Switching to a Vegetarian Diet
If you have spoken to your doctor, and together you have worked the best vegetarian diet that you need, you can go ahead and get started.
Just remember that it will be very important that you monitor your blood sugar levels frequently throughout the day, especially in the beginning as your body is making the adjustment.
If you don't want to make the switch all at once, you can still benefit from a gradual change to a vegetarian diet. Start by cutting out red meat and pork, followed by weaning yourself off of chicken and turkey.
When switching to a vegetarian diet, you'll find fast food for lunch and dinner isn't going to be an option, unless you buy a salad, so if you're not much of a cook, you may need to learn.
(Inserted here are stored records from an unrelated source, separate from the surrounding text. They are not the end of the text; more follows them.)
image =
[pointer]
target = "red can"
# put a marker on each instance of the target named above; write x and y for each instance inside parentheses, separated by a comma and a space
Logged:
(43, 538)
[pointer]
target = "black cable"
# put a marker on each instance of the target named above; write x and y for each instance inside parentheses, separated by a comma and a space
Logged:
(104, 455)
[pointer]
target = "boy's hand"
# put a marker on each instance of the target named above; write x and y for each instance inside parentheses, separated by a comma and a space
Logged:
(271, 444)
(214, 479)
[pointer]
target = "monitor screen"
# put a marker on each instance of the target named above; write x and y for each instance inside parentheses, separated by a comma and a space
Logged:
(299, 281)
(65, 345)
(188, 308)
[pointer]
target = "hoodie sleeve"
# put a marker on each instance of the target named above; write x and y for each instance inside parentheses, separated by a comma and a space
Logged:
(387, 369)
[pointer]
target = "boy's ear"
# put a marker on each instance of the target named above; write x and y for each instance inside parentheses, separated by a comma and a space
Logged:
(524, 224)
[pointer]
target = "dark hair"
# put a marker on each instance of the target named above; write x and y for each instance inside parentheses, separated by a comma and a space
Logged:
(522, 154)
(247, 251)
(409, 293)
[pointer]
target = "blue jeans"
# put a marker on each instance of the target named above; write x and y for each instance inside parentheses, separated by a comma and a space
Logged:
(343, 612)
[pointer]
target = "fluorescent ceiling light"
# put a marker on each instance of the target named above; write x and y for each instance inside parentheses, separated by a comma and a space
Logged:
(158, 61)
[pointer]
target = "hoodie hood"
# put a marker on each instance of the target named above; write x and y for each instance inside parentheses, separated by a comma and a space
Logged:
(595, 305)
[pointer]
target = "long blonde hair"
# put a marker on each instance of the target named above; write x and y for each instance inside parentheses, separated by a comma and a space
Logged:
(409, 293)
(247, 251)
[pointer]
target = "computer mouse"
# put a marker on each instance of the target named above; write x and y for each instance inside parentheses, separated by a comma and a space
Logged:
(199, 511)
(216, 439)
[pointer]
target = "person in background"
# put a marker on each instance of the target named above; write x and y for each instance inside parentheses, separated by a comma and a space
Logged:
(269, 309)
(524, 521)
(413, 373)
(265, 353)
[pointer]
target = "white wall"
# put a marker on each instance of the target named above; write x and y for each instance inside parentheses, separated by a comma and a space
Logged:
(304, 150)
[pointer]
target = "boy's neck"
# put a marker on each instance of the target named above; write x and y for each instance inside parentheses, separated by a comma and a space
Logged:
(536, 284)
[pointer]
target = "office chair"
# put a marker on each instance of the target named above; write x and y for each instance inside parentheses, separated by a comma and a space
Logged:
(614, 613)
Below, you'll find a few vegetarian cookbooks that you may want to check out if you've decided to switch to a vegetarian diet.
If you have decided to eat better, but you don't necessarily want to be a full-on vegetarian, you can have a semi-vegetarian diet, an ovo-lacto vegetarian diet, or a macrobiotic vegetarian diet.
- Semi-Vegetarian: No red or white meat (beef, pork, venison); do include chicken, fish, grains, dairy, eggs, fruits, and vegetables.
- Ovo-Lacto Vegetarian: No meat of any kind (beef, pork, venison, poultry, fish); do include eggs and dairy into the diet. (Ovo vegetarian diet includes eggs but no dairy; Lacto vegetarian diet includes cheese and dairy but no eggs.)
- Macrobiotic Vegetarian: (A diet that is generally not recommended from a nutritional standpoint when at its highest level) No meat, poultry, dairy, or eggs. Slowly eliminates, fish, fruits, and vegetables, until the diet consists of just brown rice and grains.
Depending on what vegetarian meal plan you and your nutritionist decide upon, you will want to make sure that you keep with a minimum consumption of sweets and fatty foods, consume more whole gains, vary your fruits and vegetables, and choose fat free or nonfat milk and dairy (if you choose that diet).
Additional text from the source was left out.